Efficient AWS Cost Management through Stale Resource Detection

Mathesh M
6 min readDec 16, 2023

--

Problem :

Sometimes, developers create EC2 instances with volumes attached to them by default. For backup purposes, these developers also create snapshots. However, when they no longer need the EC2 instance and decide to terminate it, they sometimes forget to delete the snapshots created for backup. As a result, they continue to incur costs for these unused snapshots, even though they are not actively using them.

Solution :

We’re using AWS to save money on storage costs. We made a Smart Lambda function that looks at our snapshots and our EC2 instances. If Lambda finds a snapshot that isn’t connected to any active EC2 instances, it deletes it to save us money. This helps us keep our AWS costs down.

Note :

There are many similar problems like this. For instance, we might attach an Elastic IP to our EC2 instance but forget to delete the Elastic IP after terminating the EC2 instance. In such a case, the Elastic IP continues to incur costs for us.

Steps :

Step 1- Creating Snapshot:

  1. Log into your AWS Console.
  2. Navigate to the EC2 Console.
  3. In the Instances section, select ‘Instances,’ and then click on ‘Launch Instance’.

4. Next, navigate to the ‘Elastic Block Store’ section and select ‘Volumes’.

5. You will notice that a default volume has already been created for us.

6. Next, click on ‘Snapshots,’ and then click the ‘Create Snapshot’ button. It will prompt you with a page that looks like this.

7. In Volume ID section choose your default Volume ID created when we create instance.

8. Next, click ‘Next,’ provide a name for your Snapshot, and then scroll down and click ‘Create Snapshot’.

Step 2 :

  1. After creating a Snapshot, navigate to the Lambda Console..
  2. You will see some options in the user interface, such as ‘Create Function’.
  3. Click on ‘Functions’.

4. Select ‘Author from Scratch,’ then enter the Function name, and choose the latest Python version.

5. Scroll down and click ‘Create Function’.
6. After creating the function, scroll down, and you will see something like the image below..

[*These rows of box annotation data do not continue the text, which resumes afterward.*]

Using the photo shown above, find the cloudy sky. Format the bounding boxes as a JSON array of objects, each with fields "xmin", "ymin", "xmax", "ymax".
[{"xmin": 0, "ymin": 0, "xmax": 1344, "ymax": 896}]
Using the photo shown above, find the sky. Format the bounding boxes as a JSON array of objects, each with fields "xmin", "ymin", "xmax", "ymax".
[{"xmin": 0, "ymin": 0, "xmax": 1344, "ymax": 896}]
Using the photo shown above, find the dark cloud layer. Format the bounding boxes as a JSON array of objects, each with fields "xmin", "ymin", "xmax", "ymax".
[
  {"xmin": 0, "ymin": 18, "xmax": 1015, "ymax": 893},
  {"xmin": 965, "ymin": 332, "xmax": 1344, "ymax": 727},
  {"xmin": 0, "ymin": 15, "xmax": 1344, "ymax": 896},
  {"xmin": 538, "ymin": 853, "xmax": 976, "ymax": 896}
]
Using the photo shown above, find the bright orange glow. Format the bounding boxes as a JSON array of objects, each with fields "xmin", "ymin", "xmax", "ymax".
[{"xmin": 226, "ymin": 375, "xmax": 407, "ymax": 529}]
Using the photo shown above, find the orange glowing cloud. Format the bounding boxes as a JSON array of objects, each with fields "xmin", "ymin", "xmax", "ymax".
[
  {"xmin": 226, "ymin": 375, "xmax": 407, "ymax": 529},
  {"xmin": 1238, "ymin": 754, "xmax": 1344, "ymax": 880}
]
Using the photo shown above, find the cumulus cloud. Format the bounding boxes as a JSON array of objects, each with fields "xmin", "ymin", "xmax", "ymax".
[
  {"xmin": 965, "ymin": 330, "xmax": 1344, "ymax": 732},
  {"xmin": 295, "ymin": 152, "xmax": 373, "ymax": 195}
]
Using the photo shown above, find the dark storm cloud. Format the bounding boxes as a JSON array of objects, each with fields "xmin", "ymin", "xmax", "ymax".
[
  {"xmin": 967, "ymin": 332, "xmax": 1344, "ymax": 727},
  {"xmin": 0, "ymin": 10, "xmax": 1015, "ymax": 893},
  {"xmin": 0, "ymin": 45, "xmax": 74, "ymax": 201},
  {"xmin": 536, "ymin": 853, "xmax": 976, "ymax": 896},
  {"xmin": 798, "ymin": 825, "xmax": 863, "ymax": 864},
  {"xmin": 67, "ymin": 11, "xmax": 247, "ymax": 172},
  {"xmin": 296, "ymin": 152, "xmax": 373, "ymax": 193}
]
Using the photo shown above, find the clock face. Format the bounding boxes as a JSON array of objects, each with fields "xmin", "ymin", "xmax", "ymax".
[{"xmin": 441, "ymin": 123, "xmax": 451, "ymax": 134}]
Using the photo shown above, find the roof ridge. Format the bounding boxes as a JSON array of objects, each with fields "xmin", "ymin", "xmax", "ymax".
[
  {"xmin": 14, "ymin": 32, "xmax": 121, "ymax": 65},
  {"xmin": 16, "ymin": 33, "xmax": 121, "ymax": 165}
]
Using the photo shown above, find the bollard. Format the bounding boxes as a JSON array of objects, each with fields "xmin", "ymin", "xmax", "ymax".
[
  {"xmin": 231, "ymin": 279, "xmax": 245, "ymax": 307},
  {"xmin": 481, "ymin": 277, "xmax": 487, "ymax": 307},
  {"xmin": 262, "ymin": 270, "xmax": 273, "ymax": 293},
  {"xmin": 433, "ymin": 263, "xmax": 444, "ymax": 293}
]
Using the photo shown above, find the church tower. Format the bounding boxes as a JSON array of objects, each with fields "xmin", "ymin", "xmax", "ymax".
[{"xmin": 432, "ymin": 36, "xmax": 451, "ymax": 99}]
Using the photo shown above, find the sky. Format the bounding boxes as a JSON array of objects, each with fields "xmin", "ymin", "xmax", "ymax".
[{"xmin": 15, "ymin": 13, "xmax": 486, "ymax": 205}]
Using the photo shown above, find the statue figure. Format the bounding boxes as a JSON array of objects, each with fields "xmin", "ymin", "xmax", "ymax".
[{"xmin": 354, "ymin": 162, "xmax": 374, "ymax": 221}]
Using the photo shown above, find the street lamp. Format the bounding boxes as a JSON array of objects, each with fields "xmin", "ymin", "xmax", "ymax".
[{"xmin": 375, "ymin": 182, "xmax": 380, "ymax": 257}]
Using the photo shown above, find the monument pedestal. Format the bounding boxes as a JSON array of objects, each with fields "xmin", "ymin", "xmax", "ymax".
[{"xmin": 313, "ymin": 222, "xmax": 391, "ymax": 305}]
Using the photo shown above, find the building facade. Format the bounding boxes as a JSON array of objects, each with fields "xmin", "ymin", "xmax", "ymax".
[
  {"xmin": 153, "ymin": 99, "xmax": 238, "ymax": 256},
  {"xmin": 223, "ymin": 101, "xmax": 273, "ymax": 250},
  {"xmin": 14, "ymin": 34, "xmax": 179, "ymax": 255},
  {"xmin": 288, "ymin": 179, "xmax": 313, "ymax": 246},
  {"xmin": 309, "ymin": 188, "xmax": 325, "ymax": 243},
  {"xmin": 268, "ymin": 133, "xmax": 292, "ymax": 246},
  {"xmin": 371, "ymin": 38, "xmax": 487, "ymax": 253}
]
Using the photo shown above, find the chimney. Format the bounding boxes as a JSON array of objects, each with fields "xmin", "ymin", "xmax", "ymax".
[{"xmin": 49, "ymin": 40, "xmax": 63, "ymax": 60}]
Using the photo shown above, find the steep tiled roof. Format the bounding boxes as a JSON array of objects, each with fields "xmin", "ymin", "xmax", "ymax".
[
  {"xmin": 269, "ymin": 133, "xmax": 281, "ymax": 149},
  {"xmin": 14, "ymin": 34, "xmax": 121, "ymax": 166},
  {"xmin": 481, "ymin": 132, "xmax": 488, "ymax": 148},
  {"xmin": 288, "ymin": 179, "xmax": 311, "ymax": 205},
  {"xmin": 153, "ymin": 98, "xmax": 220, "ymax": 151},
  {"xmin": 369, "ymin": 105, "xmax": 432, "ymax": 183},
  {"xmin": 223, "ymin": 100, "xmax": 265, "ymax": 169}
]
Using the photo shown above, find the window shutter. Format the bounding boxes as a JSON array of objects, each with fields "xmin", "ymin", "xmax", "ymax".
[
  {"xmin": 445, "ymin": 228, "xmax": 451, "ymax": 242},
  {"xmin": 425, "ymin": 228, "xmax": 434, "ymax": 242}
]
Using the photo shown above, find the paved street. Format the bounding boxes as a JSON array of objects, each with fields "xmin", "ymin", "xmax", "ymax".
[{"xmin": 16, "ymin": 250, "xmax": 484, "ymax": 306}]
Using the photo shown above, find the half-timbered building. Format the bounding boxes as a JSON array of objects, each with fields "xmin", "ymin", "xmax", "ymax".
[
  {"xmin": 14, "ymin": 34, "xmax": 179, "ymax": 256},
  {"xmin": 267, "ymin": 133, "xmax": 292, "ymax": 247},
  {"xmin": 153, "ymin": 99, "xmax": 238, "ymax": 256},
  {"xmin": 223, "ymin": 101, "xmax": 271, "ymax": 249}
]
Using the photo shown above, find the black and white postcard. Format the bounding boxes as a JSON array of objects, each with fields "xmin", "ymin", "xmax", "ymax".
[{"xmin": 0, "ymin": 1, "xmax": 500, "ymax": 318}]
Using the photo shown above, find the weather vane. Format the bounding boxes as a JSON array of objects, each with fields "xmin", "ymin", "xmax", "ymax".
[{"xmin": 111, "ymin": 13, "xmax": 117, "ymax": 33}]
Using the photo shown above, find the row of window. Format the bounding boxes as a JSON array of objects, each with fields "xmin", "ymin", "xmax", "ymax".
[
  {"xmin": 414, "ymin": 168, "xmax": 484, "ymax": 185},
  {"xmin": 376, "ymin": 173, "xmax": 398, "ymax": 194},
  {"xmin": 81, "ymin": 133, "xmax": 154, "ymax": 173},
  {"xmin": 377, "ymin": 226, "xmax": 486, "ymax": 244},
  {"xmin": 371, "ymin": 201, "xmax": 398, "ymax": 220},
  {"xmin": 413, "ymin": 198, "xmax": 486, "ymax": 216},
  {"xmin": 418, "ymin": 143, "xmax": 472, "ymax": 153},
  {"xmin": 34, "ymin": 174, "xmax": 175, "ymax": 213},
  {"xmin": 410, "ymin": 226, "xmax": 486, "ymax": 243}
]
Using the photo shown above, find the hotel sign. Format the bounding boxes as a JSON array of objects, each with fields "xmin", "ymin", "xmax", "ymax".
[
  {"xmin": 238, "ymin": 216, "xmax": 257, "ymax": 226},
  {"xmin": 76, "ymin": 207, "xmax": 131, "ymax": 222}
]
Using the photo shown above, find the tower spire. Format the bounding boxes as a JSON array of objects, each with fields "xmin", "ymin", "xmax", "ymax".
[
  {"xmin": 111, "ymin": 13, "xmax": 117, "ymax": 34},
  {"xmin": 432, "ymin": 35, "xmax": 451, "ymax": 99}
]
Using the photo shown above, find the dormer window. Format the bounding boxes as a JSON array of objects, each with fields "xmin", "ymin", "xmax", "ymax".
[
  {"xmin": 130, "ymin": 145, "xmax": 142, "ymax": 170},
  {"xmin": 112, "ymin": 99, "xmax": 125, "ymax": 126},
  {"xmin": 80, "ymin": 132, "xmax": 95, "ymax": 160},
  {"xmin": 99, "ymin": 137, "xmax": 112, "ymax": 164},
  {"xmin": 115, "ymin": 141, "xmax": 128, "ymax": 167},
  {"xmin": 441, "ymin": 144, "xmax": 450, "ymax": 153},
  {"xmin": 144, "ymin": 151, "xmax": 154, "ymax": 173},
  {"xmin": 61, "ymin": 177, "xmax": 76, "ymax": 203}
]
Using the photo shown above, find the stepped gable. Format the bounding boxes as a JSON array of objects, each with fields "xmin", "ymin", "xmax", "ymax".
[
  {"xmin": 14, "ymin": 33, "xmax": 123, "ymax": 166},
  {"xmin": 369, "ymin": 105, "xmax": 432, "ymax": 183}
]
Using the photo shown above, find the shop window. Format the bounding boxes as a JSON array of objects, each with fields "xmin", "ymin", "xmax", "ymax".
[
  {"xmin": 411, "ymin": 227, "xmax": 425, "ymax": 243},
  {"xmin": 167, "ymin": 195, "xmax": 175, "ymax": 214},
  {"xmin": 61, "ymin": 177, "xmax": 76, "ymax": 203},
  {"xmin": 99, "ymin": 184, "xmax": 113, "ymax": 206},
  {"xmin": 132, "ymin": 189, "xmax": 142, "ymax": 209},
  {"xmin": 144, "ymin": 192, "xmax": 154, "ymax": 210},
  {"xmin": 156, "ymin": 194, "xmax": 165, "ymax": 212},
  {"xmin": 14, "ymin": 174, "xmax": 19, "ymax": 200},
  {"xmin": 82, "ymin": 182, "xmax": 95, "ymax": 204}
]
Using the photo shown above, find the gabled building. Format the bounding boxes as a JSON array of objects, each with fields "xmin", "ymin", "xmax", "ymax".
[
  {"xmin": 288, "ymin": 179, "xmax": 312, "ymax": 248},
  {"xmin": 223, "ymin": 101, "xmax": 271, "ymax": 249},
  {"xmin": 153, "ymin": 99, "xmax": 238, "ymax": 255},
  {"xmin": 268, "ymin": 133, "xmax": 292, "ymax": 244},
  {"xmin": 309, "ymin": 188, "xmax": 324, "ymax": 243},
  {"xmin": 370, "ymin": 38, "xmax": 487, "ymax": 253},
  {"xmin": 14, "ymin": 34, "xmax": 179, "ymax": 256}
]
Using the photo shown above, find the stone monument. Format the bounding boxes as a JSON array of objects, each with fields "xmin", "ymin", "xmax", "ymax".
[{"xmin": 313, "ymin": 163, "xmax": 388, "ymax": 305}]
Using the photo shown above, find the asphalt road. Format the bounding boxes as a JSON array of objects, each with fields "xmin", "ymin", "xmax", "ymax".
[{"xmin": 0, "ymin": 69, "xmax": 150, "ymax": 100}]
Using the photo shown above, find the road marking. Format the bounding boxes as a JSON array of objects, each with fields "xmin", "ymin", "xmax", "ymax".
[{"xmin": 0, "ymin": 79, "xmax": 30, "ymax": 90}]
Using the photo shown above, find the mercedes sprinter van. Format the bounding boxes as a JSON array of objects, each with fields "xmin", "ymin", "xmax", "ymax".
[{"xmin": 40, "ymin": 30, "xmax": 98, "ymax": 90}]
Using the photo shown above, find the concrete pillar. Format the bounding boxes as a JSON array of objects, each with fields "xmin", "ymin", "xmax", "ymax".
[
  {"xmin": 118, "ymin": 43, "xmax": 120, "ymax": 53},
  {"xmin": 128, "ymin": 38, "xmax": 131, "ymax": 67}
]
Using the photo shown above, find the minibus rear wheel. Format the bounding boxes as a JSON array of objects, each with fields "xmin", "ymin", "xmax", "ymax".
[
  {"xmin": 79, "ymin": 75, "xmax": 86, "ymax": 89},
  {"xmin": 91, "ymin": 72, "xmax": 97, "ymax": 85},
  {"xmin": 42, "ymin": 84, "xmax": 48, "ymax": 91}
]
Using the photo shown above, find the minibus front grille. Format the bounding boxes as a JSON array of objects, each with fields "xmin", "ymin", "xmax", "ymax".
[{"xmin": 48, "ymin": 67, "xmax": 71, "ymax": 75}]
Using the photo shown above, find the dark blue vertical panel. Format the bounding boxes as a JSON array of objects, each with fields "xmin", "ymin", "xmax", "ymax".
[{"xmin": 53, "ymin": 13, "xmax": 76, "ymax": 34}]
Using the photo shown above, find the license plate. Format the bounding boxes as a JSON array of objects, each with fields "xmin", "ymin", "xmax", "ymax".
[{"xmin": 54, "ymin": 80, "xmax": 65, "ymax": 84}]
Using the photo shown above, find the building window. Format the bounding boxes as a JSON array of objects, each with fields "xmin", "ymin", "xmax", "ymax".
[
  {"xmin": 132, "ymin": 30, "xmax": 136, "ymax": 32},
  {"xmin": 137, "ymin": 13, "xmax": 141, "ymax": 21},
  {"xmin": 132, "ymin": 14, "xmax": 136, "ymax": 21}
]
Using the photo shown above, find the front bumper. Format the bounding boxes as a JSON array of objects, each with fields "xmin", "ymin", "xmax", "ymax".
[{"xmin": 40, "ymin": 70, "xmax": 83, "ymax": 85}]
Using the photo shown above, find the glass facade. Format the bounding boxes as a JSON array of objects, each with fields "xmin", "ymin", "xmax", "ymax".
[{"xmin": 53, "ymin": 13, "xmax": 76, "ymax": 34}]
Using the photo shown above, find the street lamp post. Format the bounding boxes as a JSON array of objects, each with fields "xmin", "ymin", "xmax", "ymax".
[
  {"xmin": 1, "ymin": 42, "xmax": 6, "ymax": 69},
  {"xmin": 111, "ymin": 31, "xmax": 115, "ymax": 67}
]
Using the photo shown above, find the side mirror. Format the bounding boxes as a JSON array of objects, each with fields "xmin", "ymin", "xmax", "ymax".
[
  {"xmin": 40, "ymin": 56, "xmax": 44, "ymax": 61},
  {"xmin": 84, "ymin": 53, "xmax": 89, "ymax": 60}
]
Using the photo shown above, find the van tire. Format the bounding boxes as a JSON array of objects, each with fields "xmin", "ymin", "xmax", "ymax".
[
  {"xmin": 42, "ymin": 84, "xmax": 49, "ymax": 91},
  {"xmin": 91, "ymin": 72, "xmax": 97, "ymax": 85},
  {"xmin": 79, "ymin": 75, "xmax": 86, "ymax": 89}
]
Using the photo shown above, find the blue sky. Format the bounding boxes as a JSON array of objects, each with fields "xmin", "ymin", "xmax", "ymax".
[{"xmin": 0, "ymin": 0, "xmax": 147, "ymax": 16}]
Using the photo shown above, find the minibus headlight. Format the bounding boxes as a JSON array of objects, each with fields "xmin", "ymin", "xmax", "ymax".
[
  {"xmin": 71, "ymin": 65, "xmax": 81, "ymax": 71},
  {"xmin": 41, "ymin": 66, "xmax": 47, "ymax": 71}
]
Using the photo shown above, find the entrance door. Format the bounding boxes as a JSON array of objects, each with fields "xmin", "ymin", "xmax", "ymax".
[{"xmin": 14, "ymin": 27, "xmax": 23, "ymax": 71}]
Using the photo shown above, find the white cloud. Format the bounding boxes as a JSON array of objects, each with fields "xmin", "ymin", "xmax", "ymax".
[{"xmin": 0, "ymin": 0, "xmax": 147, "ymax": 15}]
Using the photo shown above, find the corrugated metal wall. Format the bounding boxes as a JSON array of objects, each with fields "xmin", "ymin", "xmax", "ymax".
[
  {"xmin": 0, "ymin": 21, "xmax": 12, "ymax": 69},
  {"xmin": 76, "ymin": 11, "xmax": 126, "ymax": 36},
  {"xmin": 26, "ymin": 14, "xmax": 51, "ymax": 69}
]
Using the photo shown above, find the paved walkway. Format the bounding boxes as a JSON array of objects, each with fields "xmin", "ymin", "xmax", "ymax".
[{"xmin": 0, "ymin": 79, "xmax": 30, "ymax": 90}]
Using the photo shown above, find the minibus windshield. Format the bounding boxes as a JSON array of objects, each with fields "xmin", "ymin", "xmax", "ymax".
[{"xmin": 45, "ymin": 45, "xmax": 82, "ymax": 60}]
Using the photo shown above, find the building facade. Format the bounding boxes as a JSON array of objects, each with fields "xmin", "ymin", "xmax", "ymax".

7. Click on the ‘Code’ section.

8. Next, clear the existing code and replace it with the ‘identify_stale_snapshots.py’ code.

import boto3

def lambda_handler(event, context):
ec2 = boto3.client('ec2')

# Get all EBS snapshots
response = ec2.describe_snapshots(OwnerIds=['self'])

# Get all active EC2 instance IDs
instances_response = ec2.describe_instances(Filters=[{'Name': 'instance-state-name', 'Values': ['running']}])
active_instance_ids = set()

for reservation in instances_response['Reservations']:
for instance in reservation['Instances']:
active_instance_ids.add(instance['InstanceId'])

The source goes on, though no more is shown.